Stack is a linear data structure that follows Last in First out (LIFO) principle. Insertion (push) and Deletion(pop) are done at one end and other end is closed. Most common applications of a stack are Page-visited history in a Web browser, Undo sequence in a text editor, chain of method calls in recursive functions, evaluation of postfix expressions. Stacks are also used to implement traversal in DFS for a graph. Stack makes an essential data structure for OS functions and execution of arithmetic expressions. The maximum size of the stack must be defined a priori and cannot be changed. Trying to push a new element into a full stack causes an implementation-specific exception.

Queue

Queue is a linear data structure that follows the first-in first-out scheme. Insertions are done at the rear of the queue and removals at the front of the queue. Two variables needed for these operations are the front and rear. A variation of Queue is Dequeue in which deletions and insertions can be done at both ends. Applications of Queue are operating system scheduling lists, Access to shared resources (e.g. printer), Multi-programming and in other Data Structures like BFS in graph traversal.

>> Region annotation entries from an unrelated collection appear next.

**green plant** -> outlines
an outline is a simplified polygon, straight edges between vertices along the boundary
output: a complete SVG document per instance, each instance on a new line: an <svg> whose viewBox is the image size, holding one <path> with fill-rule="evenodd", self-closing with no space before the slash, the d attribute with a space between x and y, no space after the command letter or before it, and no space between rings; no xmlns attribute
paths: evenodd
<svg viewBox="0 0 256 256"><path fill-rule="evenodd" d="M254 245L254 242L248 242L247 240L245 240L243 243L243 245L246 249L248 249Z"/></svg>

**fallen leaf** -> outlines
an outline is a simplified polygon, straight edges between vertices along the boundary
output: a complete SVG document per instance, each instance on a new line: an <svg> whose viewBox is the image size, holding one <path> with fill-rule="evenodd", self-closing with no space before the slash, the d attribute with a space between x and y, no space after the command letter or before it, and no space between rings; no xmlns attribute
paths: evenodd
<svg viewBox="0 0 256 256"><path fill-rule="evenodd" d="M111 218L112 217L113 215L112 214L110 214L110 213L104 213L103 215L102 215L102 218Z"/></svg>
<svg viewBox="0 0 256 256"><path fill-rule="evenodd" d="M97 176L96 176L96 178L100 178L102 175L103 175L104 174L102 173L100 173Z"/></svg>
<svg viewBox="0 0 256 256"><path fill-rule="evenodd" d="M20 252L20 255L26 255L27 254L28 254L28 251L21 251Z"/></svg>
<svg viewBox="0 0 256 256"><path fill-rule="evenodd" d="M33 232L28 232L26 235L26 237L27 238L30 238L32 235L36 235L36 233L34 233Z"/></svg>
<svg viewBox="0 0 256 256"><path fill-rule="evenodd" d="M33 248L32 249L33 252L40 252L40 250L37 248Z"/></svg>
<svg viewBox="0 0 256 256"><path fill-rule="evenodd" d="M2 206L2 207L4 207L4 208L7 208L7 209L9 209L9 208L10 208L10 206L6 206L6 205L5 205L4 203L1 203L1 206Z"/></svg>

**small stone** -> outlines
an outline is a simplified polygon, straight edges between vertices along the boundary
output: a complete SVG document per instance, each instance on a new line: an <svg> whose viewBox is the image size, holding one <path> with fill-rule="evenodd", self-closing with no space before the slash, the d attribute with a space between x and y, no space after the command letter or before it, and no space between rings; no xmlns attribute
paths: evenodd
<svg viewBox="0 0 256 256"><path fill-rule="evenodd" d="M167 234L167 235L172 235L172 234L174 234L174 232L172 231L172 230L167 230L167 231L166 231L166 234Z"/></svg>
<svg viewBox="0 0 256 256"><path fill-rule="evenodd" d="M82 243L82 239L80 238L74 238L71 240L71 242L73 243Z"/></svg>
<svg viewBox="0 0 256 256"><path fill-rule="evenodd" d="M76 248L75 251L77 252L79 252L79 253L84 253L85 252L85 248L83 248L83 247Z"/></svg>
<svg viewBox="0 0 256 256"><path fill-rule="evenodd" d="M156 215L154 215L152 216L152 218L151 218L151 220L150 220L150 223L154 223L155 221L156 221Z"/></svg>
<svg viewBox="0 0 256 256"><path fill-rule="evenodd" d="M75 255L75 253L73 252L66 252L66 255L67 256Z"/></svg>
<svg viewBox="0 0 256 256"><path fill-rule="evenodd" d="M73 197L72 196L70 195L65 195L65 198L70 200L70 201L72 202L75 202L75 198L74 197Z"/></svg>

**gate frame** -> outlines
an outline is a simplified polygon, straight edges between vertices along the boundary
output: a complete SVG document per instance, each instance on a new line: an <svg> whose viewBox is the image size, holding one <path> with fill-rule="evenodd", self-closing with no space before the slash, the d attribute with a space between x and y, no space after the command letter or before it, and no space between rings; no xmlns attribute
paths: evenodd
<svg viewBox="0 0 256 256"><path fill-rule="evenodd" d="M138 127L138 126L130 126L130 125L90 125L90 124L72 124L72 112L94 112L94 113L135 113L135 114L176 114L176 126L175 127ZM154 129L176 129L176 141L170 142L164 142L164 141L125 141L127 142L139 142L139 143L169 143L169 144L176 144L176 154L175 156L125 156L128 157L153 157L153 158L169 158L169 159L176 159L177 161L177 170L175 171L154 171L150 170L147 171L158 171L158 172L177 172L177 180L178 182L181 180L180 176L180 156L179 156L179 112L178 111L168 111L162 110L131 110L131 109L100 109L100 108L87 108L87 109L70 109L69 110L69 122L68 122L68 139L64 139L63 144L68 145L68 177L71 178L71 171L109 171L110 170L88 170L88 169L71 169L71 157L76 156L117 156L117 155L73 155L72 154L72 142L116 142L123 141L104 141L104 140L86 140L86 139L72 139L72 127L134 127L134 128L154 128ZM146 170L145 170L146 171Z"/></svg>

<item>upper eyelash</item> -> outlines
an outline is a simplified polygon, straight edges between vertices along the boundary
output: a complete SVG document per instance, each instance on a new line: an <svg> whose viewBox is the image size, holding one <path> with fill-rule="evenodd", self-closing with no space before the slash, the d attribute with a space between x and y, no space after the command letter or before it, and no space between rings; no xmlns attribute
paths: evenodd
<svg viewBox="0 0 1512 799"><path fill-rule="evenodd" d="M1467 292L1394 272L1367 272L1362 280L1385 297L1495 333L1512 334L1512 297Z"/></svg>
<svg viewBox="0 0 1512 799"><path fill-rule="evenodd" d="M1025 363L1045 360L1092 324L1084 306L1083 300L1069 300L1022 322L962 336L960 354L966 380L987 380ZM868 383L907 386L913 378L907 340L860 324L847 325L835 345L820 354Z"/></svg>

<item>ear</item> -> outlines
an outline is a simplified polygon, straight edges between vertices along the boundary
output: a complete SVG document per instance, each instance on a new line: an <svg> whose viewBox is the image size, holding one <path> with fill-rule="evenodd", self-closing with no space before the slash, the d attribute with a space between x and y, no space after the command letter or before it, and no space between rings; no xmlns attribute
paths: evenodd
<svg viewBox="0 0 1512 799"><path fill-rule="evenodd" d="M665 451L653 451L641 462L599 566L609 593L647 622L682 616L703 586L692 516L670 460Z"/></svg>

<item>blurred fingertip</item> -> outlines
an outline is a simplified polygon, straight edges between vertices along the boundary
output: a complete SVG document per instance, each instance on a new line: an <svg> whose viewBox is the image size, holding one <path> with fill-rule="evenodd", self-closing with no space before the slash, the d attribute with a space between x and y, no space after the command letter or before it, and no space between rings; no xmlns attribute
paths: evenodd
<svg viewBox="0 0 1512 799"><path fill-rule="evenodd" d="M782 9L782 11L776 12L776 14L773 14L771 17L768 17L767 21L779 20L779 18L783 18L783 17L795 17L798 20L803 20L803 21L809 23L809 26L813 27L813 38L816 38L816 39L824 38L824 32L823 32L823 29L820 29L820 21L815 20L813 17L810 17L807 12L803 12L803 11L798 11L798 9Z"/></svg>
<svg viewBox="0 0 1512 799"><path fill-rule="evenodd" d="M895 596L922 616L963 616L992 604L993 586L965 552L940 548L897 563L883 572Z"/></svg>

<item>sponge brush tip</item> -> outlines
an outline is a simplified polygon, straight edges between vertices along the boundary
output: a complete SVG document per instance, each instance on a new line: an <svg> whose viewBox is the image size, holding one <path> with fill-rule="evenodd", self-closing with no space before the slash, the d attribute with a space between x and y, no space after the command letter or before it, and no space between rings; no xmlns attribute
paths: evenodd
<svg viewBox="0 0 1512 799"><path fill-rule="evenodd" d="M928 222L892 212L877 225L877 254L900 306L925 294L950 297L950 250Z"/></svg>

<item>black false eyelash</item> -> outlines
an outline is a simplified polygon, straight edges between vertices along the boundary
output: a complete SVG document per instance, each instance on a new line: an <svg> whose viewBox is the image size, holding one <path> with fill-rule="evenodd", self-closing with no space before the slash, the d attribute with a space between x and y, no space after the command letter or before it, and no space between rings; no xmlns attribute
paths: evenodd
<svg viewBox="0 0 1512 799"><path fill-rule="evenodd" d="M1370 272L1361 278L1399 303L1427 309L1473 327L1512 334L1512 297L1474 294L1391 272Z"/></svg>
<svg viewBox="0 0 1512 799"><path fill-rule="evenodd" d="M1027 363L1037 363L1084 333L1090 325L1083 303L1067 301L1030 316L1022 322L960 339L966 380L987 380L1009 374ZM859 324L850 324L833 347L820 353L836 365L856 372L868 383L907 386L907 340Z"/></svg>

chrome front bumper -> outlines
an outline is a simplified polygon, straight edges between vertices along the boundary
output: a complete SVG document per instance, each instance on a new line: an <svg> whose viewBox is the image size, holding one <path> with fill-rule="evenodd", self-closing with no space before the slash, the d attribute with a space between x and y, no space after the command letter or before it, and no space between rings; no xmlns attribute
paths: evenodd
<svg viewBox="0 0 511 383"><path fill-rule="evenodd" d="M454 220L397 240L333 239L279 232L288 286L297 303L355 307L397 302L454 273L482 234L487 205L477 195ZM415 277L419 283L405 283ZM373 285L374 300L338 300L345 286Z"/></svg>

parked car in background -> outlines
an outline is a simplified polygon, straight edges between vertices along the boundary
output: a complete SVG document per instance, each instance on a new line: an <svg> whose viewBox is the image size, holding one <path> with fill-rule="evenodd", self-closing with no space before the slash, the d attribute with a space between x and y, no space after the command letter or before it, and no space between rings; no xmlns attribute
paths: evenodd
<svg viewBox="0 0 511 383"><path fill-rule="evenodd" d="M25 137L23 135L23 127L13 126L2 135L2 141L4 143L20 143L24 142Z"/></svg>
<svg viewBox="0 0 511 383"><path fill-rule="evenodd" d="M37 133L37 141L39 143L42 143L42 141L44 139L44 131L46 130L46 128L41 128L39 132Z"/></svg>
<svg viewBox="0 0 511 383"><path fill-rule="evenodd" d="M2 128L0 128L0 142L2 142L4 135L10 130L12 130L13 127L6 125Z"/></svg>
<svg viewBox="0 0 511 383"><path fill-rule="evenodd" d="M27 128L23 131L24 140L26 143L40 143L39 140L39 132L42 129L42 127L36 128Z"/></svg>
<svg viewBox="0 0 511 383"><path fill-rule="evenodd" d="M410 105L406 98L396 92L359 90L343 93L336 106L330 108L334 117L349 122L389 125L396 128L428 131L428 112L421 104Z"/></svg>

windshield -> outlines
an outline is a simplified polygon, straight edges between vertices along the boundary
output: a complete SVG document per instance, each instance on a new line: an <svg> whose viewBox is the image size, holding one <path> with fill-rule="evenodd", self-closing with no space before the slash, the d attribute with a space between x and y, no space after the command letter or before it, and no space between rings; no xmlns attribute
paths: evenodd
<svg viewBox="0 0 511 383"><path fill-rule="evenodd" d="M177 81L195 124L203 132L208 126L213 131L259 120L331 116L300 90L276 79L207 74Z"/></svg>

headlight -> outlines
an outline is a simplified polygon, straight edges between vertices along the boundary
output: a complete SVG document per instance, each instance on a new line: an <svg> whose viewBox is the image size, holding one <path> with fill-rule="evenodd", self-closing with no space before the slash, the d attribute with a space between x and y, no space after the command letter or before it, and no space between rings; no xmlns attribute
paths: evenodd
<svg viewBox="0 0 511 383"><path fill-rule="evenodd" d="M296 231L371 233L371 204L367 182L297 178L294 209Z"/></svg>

Priority Queue-priority queue is a linear data structure that behaves like a queue where each element has a priority associated with it on the basis of which deletions are done. The element with maximum (minimum) priority will be deleted from the queue. It can also be defined as a data structure that supports operations of min or max insert, delete or search.

A priority queue can be represented in two ways:

  • As an unordered Linked list where insertions are made at the rear without considering priority but at time of deletion the priority is considered, which means a min or max search is needed.
  • As an ordered Linked list where insertions are made at the correct location in the queue according to priority. Since the elements of queue are already in order deletion requires the normal operation at the front.
  • A max or min heap can be used where insertion and deletion is performed in O(logn) time

Heap– A max(min) heap is a complete binary tree with the property that the value of each node is at least as large(small) as the values at its children. If the elements are distinct then the root node will be the largest (smallest). The insertion will always be done as a leaf node first and then the heap will be “heapified” to bring the newly inserted node at its correct position. Heapify means that the node will be compared with its parent and if it is larger(smaller) than its parent then there will be an interchange between parent node and the newly inserted child node. This process will end up in a heap after insertion. The deletion will be done at the root node. The last node of the complete binary tree will replace the deleted root node and then the process of heapify will be done starting from the new root node.